Daniela Field on January 13, 2015
The data model is the foundation of your application; it is the equivalent of the underlying database tables. Mendix uses a default HQL databases for local testing. However, it can also use Microsoft SQL, PostgreSQL and Oracle databases, if you prefer.
You can define the following components directly within the domain model:
In this post, I’ll explain each of the main components and how they contribute to creating your application. We’ll use a test case throughout this post – consider the product ordering application example below. You can walk through the example with us by signing up to try the product for free.
Whenever you start a new project, think of the entities or Objects that you need to create in order to build your application. In this example, we’ll build an application to allow customers to order their own products.
To create this application, you’ll have a customer, an order, an order line – which is the information entity keeping track of both the product and the order – and the product. Each entity results in a table in the database with a unique key. The diagram below showcases our four entities:
After you have created your entities, you need to add more details to each entity (which is where attributes come into play). In our example, the customer might have a name or an account type such as VIP or general. The product might have a name or description.
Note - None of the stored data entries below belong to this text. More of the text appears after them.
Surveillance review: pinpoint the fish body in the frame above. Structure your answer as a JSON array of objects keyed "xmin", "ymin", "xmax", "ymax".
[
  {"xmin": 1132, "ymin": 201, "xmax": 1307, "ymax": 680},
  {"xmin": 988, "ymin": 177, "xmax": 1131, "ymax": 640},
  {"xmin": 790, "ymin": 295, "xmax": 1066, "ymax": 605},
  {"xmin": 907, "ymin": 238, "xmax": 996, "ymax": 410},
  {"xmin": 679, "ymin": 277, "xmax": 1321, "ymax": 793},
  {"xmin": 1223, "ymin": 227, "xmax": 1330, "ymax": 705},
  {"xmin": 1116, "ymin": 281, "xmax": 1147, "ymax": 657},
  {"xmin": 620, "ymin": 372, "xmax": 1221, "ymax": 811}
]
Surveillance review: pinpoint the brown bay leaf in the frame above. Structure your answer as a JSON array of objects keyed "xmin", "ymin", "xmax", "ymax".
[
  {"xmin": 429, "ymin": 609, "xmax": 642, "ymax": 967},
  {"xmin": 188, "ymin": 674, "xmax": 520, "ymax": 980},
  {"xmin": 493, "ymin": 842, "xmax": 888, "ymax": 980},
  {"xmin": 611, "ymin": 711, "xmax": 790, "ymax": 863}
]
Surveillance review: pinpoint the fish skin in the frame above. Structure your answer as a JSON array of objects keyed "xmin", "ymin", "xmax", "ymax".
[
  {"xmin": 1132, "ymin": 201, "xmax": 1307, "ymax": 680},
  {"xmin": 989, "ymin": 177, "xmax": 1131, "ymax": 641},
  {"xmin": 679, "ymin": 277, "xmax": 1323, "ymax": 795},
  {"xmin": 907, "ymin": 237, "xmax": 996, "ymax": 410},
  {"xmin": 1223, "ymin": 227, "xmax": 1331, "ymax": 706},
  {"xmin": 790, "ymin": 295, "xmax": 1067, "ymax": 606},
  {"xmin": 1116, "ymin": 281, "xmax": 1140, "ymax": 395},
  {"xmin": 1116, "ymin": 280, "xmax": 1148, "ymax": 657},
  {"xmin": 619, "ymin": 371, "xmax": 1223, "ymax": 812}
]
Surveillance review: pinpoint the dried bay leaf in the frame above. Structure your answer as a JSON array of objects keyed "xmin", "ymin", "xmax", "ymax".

As we fill out the entities, the details of the application will come to fruition. This system is incredibly helpful for developers who have to make adjustments or additions to the attributes mid project. It’s very easy to go back and add any other attributes that are needed. The diagram below illustrates how attributes are listed within our four entities:
We added names, an auto generated order number, along with a date of when the order was placed. The attributes are the equivalent of table columns and have an attribute type and size such as string, integer, Boolean and all the typical data types you need to build the application.
After we have determined the entities and their attributes, it is time to determine how they are all related. In this example, a customer can have multiple orders, an order can have multiple order lines, and each product can be ordered multiple times. The figure below represents the relationship between the entities.
That sentence was a mouthful, but you will notice how the relationships are visually represented through the associations. You can see that the customer to order relationship is 1 to many (as indicated by the asterisk). To take this example one step further, we can also include delete behavior between the relationships.
If a customer has orders, should I delete all the orders associated with the customer (known as a cascading delete)?
If a customer has orders, should we prevent the user from deleting an order (known as a prevention delete)?
Double click on the associations to see the behavior and how the delete option is configured. The delete behavior should depend on the business needs. Consider the following questions: Is it important to keep the customer when they have orders? Or it is more important to clean up the database and not have orphan orders when deleting customers?
These are good questions to ask the business users and will help craft the right business rules. The visual representation of this is either as blue (for prevention deletion) or red (for cascading delete).
The security of the application starts with the domain model, which is why these basic practices are so important to overall success. I go into greater depth on security best practices at this article. I strongly recommend that business engineers start implementing the modeler security on the domain first and then move onwards.